Finally, it expands Nasdaq's overall EBITDA margin from 55% today to 57% in 2023 on a pro forma basis and including expected fully phased net expense synergies. Speaking of synergies, on slide 20, we outline how we are approaching expense synergies. We expect to realize $80 million of annual run rate expense synergies by the end of year two. We intend to achieve this by aligning our sales, client service, and engineering teams, and by aligning our products to focus on client-centric value propositions. We plan to consolidate some of our global office space and vendor services. We've also identified opportunities to tap into global talent across our combined geographic footprint, to provide our clients with great products and services in a more efficient manner.
It's important to note that Nasdaq is an experienced acquirer with a successful track record of achieving and exceeding deal objectives since 2014 under our current leadership. slide 21 highlights our three largest acquisitions within the past nine years: ISE, eVestment, and Verafin. Each of these transactions had a unique set of objectives. For ISE, it was broadening our tech offerings and trading execution and expanding the core equity options franchise, as well as executing on $60 million of synergies, representing more than 2/3 of ISE's overall expense base and 1.5x our original synergy target. For eVestment, we focused on expanding content and analytics, broadening our buy-side reach, and adding higher growth recurring revenue.

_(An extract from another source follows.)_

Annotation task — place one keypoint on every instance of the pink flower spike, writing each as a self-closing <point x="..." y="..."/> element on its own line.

For Verafin, we were looking to scale our anti-financial crime offering, advance our technology transformation, accelerate our revenue growth, and enhance overall financial performance through our deep connections across the industry, most notably among the largest banks. In all three of these instances, Nasdaq met or exceeded the deal objectives, and we're confident we could do the same with Adenza. Through our commitment to strong execution across both organic opportunities and strategic acquisitions, Nasdaq has delivered total shareholder returns of more than 400% since 2014. Moving on to capital allocation on slide 22. There are no changes to our capital allocation pillars as a result of this transaction. We expect the acquisition to increase our debt-to-EBITDA leverage ratio to approximately 4.7x , and we expect investment-grade ratings of triple-B, Baa2 stable ratings upon close.
With the combination of Nasdaq's and Adenza's robust cash flows, we are committed to reducing leverage to 4x in 18 months and to approximately 3.3x in 36 months post-close. After closing, we intend to pursue our existing capital deployment plan, including dividend payments and share repurchases. We remain on track to steadily increase our dividend per share and to achieve a 35%-38% payout ratio within 3 years - 4 years. We also expect to repurchase shares to help offset deal dilution, and we will continue to offset employee stock compensation. On slide 23, we illustrate Nasdaq's track record of increasing debt for acquisitions and subsequently deleveraging. When we acquired eVestment and Verafin, we increased leverage to 3.3x and 3.5x , respectively, and quickly delevered after the acquisitions.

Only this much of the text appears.